Kolumnis asal Lebanon, Gassan Charbel menulis artikel di harian Asharq Al Awsat. Dalam tulisan tersebut dia mengibaratkan keadaan negara-negara Arab seperti orang sakit parah dan selalu menunggu dokter dari luar negeri untuk mengobatinya. Dengan meminta pertolongan kepada dokter luar memberi isyarat seolah dunia Arab sendiri tidak mampu mengobati penyakit yang dideritanya karena penyakitnya terlalu ruwet dan rumit.

 

Ahmet T. Kuru dalam Authoritarianism and Underdevelopment, menganalisa aspek politik dan teologi yang membuat dunia Islam kian terbelakang, baik dalam sains, ekonomi, politik, bahkan seni dan kebudayaan. Menurutnya, krisis laten yang membekap Dunia Arab dan Islam disebabkan krisis politik berkepanjangan yang menghancurkan prestasi peradaban yang dibangun selama berabad-abad.

 

Kuru menyebut, terjadi perebutan kekuasaan di antara umat Islam dengan menjadikan agama dan ulama sebagai sumber legitimasi kekuasaan.

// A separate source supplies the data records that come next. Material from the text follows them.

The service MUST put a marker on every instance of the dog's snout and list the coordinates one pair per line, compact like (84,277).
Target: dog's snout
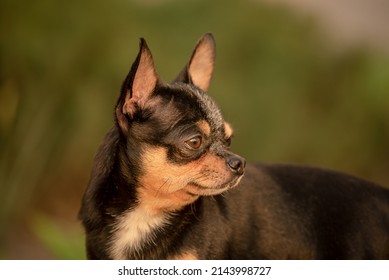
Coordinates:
(236,164)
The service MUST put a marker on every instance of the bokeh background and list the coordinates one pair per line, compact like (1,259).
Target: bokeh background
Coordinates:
(301,81)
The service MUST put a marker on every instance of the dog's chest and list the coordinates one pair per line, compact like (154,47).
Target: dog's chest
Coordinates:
(135,229)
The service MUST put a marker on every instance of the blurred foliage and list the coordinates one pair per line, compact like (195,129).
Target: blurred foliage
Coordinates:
(290,95)
(60,241)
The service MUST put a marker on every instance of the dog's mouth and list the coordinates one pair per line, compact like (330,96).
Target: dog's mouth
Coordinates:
(195,188)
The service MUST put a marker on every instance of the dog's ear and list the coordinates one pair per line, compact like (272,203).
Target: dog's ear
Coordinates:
(138,86)
(200,67)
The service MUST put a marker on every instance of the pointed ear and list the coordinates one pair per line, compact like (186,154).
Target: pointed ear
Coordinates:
(138,86)
(200,67)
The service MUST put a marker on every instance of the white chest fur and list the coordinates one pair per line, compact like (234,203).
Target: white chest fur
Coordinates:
(133,229)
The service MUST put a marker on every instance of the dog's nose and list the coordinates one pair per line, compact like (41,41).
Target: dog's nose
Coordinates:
(236,164)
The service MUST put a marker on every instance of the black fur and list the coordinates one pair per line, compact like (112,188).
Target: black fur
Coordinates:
(275,212)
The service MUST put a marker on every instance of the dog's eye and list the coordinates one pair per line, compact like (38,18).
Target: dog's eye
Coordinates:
(194,143)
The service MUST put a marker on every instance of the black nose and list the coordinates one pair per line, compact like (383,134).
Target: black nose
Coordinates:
(236,164)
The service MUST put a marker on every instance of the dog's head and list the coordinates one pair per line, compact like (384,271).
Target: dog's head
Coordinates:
(177,142)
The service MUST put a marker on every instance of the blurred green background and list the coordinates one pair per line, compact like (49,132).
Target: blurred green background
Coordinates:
(291,91)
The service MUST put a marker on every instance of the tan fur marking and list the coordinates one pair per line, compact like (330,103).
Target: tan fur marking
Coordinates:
(228,130)
(205,127)
(168,187)
(188,255)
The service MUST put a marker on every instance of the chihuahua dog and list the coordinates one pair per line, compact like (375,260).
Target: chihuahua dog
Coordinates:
(165,185)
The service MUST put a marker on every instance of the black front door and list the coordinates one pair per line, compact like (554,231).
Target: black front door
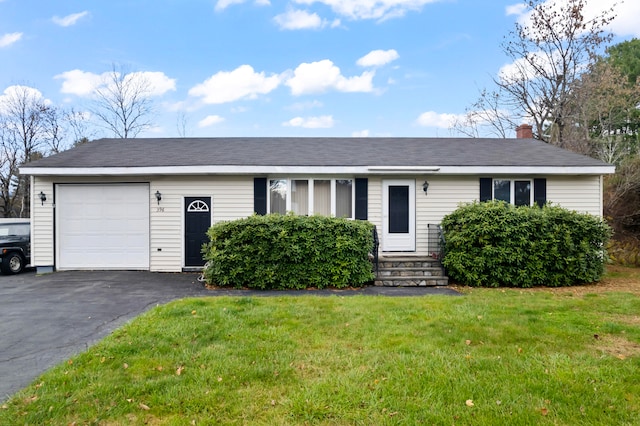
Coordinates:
(197,220)
(398,209)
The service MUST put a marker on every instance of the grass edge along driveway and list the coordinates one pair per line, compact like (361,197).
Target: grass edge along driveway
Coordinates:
(491,357)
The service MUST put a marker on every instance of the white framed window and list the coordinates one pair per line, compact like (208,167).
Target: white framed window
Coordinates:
(309,196)
(518,192)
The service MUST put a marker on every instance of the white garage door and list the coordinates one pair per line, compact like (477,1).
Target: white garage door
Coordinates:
(102,226)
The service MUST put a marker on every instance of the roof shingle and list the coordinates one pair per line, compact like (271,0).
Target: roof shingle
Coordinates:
(272,151)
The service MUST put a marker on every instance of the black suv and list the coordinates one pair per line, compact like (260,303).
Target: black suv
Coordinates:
(15,245)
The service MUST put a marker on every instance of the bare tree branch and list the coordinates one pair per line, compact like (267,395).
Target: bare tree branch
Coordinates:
(122,103)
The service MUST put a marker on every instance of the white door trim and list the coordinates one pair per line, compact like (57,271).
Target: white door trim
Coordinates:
(405,241)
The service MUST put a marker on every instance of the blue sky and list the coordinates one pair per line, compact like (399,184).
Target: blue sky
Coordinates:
(272,68)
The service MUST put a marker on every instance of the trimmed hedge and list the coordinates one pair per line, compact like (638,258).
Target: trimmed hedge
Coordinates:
(494,244)
(289,252)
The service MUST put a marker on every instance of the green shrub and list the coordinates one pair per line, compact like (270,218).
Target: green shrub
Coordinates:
(495,244)
(625,253)
(289,252)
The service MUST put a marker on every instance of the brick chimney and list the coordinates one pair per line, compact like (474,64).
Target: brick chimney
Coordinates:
(524,131)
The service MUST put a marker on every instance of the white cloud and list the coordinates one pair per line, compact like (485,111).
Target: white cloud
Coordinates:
(624,24)
(516,9)
(223,4)
(9,39)
(321,122)
(434,119)
(318,77)
(69,20)
(377,58)
(16,92)
(524,69)
(78,82)
(302,20)
(299,20)
(210,120)
(82,83)
(300,106)
(229,86)
(371,9)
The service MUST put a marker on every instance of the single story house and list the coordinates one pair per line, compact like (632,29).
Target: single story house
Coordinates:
(145,204)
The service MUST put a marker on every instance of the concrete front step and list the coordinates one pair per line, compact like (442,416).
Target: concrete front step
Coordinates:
(411,281)
(410,271)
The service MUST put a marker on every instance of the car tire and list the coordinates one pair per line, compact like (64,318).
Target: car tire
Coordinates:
(12,263)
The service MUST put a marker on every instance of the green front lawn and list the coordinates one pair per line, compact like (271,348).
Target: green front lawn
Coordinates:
(511,357)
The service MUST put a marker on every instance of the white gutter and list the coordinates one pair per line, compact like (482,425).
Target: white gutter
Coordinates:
(317,170)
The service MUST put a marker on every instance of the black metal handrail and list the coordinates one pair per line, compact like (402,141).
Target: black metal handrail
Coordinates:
(376,245)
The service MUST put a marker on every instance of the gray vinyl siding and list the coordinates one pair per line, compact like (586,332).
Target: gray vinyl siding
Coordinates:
(580,193)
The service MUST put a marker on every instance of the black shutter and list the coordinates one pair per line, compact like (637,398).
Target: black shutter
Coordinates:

Akibatnya, dunia Islam tidak memiliki pusat riset dan pengembangan keilmuan kelas dunia yang independen. Secara ekonomi dan politik, para ulama berada di bawah kontrol kekuasaan. Situasi ini diperburuk oleh tiadanya kelas borjuis yang juga independen. Tanpa ulama dan kelas pedagang yang kuat dan berdiri di luar kekuasaan negara, ketika penguasa jatuh maka masyarakat ikut jatuh.

 

Begitulah keadaan umat Islam Dunia, terpolarisasi ke dalam banyak kepentingan yang pada akhirnya sulit mencari titik temu di antara mereka sendiri. Perbedaan mazhab dan golongan menjadi pemicu perang. Rasa persaudaraan di antara sesama umat Islam hanyalah jargon dan ajaran semata. Namun tidak dibuktikan dalam dunia nyata. Islam hanya sebatas formalitas, sementara subtansinya masih jauh panggang dari api.